Me: “Hi, how are you? Do you have a [Store] card?”

Customer: “Yes, and some coupons. Hold on.”

(As she goes through her purse, I start ringing up her items.)

Customer: *looking at my name tag* “Your name is [My Name], huh? Funny way of spelling it.”

(My name is not an uncommon Irish name, and it happens to have the most oft-used spelling. I am multiracial, though, with more of my other ancestry prominent than my name would suggest.)

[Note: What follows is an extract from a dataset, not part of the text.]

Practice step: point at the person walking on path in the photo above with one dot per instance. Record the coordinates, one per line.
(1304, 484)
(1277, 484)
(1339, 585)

Me: “Ah, yup, that’s my name.”

Customer: “What’s your last name?”

Me: “Oh… Sorry, I don’t give that out.”

Customer: *huffy* “Well, I was only asking.”

(My coworker is signaling me for assistance in her transaction, but I sense that my customer won’t like me walking away from her, so I decide to finish her transaction first. My cashier and her customer, therefore, hear the rest of the increasingly bizarre conversation.)

Customer: “Do you know what my name is?”

Me: “Uh… No, can’t say I do. Sorry?”

Customer: “Oh, you’ll know it. Do you want to know why?”

Me: “Um, okay, sure.”

Customer: *a moment of silence* “That’s why.”

Me: “Sorry?”

Customer: *abruptly* “Where do you want to go?”

Me: “Go? I don’t follow.”

Customer: “What jail would you like to go to?”

Me: “Uh, no jail, actually, thanks?”

Customer: “Oh, well, I was just giving you a choice. Because that is not your name. That cannot be your name. Just you wait; you’ll be hearing from the authorities later today!” *storms out*

(I walk over to my coworker and her customer, a regular.)

Me: “Sorry for the wait.”

Coworker: “What was that?”

Me: “Apparently, my name wasn’t foreign enough for her? Really glad I didn’t give her my last name now!”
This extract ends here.